Una questione culturale, testimoniata anche dal gender gap nello sport

La differenza dell’impatto dello sport sulla salute mentale dei bambini e delle bambine non risiede in una questione biologica/genetica. Il discorso, così pare, è culturale. Nei maschi la diagnosi di ADHD è più semplice, si interviene con dei farmaci e lo sport è meno decisivo. Come ha spiegato la dottoressa Pagani, i genitori tenderebbero a tollerare maggiormente le difficoltà delle bambine in termini di attenzione e di controllo degli impulsi. E quando notano qualcosa di strano, potrebbero non vedere lo sport come prima soluzione per aiutarle. Dunque la diagnosi è più difficile e l’attività sportiva è meno considerata. Ma quando lo è, i risultati a lungo termine sono straordinari. Qui si apre la delicata questione del “gender gap” in tema di sport durante gli anni dell’infanzia (ma non solo).

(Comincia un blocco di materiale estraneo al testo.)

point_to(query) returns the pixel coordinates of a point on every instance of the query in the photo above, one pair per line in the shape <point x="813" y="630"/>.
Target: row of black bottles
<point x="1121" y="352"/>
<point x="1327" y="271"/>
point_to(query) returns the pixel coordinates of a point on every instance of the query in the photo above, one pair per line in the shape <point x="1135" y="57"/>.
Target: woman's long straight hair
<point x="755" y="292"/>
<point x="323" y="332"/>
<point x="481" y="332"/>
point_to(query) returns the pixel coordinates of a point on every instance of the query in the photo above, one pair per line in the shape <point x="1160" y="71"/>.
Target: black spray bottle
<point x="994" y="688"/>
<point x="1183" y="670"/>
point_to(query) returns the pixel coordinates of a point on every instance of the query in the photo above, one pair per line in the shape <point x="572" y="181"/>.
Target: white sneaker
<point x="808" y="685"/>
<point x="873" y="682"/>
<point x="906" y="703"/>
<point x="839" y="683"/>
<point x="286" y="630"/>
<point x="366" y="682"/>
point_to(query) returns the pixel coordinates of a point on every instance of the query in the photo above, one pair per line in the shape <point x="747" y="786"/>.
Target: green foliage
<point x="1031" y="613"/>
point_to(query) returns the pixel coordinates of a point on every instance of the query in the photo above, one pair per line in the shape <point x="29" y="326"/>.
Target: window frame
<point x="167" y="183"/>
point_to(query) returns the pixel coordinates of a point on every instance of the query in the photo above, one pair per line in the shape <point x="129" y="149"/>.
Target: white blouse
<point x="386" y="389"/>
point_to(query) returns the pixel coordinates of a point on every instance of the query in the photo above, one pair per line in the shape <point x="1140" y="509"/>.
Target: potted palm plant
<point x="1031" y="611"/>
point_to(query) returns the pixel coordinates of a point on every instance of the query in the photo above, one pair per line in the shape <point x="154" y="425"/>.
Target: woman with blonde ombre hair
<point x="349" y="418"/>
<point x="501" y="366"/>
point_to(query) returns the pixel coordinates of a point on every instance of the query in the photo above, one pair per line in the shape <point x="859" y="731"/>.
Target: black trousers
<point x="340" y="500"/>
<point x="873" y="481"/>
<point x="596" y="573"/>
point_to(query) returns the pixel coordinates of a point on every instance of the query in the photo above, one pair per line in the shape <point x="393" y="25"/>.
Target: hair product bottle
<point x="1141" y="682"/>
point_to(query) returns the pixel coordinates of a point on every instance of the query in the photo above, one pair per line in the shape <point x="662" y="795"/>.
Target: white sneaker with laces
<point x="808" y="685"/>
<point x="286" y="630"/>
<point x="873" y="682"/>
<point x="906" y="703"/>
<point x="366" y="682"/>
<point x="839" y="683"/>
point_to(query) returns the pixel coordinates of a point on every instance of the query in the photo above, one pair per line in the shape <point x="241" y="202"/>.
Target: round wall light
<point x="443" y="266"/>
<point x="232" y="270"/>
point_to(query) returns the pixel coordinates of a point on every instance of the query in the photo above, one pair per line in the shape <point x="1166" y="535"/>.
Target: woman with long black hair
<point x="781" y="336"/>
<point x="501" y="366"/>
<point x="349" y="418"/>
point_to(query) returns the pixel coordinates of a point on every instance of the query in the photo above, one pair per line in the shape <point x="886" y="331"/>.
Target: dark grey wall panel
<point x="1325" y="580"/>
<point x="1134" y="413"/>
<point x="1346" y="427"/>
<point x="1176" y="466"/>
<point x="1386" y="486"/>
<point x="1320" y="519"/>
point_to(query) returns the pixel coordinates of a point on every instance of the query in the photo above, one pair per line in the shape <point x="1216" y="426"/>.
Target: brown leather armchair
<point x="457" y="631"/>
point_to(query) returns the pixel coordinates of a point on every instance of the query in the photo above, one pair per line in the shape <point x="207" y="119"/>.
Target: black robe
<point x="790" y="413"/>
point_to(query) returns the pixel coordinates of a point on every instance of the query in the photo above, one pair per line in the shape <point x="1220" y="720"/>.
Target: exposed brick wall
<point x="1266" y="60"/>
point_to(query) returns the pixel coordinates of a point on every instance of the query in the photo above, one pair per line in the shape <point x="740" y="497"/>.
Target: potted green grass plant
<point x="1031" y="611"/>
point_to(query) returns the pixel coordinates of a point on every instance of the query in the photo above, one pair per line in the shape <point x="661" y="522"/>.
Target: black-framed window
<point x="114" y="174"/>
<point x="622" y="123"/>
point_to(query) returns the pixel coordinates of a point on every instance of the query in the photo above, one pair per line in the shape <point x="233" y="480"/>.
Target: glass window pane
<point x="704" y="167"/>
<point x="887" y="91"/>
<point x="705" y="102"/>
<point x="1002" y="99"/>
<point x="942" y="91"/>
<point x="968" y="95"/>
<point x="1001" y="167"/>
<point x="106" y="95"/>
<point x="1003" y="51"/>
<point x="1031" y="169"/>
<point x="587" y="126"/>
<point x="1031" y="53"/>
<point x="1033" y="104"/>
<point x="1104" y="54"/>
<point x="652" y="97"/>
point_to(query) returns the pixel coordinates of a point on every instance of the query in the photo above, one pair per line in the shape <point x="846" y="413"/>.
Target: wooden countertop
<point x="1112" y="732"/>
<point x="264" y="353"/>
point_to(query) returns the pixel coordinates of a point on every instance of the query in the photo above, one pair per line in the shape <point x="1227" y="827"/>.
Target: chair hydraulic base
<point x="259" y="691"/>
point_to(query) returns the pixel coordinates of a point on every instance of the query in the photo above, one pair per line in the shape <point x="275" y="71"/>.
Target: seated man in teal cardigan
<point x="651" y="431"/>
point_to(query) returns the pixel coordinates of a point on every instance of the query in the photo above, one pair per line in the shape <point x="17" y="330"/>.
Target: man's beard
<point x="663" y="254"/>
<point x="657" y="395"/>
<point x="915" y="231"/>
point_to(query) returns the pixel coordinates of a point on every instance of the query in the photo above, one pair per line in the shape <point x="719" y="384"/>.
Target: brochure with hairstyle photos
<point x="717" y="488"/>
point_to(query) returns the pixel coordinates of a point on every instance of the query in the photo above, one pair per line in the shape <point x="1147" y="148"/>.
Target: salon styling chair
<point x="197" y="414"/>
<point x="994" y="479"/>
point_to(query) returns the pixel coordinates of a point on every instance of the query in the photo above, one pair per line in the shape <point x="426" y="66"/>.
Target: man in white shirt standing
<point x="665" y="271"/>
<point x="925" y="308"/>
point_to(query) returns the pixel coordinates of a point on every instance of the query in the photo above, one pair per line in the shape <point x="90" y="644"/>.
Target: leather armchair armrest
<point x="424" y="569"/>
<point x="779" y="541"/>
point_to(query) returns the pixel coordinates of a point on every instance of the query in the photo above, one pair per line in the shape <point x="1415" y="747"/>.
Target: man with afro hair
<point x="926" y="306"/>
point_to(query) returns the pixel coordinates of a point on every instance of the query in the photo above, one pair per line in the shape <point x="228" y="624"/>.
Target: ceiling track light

In Italia ci sono ancora troppe discipline che vengono etichettate come “da maschi”, quindi la scelta per le bambine rischia di ridursi. I dati Istat del 2017, ad esempio, mostrano che quasi il 30% dei maschi italiani pratica sport con costanza, e questa percentuale supera malapena il 20% nelle femmine. Le differenze di genere vengono accentuate anche dal fatto che le donne italiane sono escluse dalle istituzioni sportive e dagli organi decisionali. Le differenze nel sistema sportivo italiano sono abissali: stando a quanto riportato da Paolo Crepaz nel libro “All you need is sport”, l’84,6% dei dirigenti sportivi italiani è di sesso maschile. Lo sport (non amatoriale ma praticato all’interno di club), specialmente in Italia, tende a essere ancora visto come una “cosa da maschi”. E in questo modo diventa meno attrattivo per le famiglie con una o più figlie femmine.